No Masp, talvez seja minha imaginação solitária, mas é possível ver um

leve esgar em Antão. Foucault enxergou o mesmo leve e frágil sorriso em

Lisboa. Em meio ao que parece um pesadelo, o santo de Bosch permanece

acordado, quase feliz. A tentação vira uma espécie de desejo, uma loucura que

dá poder ao eremita, pois o impossível aos reles mortais, o fantástico e o

sobrenatural que são revelados ao santo, atrai os olhos do venerável, dá-lhe

um estranho mas compreensível prazer. Sozinho em um deserto densamente

povoado, Antão é livre. Livre das tentações à sua volta. Venceu-as. A

liberdade pode parecer apavorante, pois abre as celas de sonhos e fantasmas,

os mais insanos e ocultos do ser humano.
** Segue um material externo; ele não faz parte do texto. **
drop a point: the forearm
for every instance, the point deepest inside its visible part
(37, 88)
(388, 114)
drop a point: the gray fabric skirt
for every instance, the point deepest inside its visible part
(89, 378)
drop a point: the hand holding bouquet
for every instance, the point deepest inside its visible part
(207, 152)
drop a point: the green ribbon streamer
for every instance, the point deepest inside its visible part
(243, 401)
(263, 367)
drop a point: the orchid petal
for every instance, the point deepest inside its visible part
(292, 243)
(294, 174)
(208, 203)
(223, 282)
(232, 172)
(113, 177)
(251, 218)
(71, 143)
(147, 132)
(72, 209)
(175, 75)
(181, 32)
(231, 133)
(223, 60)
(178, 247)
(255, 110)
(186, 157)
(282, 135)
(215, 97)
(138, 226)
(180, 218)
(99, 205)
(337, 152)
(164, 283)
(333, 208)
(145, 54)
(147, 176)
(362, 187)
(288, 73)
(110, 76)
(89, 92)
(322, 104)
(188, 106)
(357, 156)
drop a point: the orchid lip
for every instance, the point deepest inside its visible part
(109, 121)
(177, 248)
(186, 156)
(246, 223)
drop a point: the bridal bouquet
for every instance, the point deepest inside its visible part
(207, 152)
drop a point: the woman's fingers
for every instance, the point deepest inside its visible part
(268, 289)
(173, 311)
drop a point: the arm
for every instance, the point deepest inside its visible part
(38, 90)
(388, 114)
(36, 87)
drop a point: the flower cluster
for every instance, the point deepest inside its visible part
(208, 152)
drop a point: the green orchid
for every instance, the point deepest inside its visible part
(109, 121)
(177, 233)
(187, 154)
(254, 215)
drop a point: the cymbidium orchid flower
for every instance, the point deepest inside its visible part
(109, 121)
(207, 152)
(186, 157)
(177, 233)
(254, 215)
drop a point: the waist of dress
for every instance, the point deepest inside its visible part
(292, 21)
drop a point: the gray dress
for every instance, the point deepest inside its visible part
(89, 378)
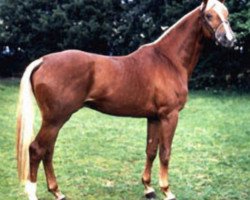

Para alguém do século XV ou XVI,

porém, esses poderes atraíam muito.

Por que viver no deserto? Por que não simplesmente buscar a Deus em um

lugar mais aprazível? Se a ideia era ficar sozinho para rezar e meditar, Antão

poderia ter escolhido ficar embaixo de uma árvore, como Sidarta o fez (e

Bosch chegou a projetar). Se a ideia era resistir às tentações para se deliciar

com o fato de vencê-las, não bastaria visitar o babilônico centro de uma

metrópole qualquer? Para tentar responder a essas questões, precisamos

pensar no que a ideia de deserto simbolizava na tradição judaico-cristã. O

deserto e sua possível solidão estão muito além de Bosch e Antão. A solidão

que Deus urge de seus seguidores é anterior e formou o imaginário de ambos

os personagens, ainda que de maneiras distintas.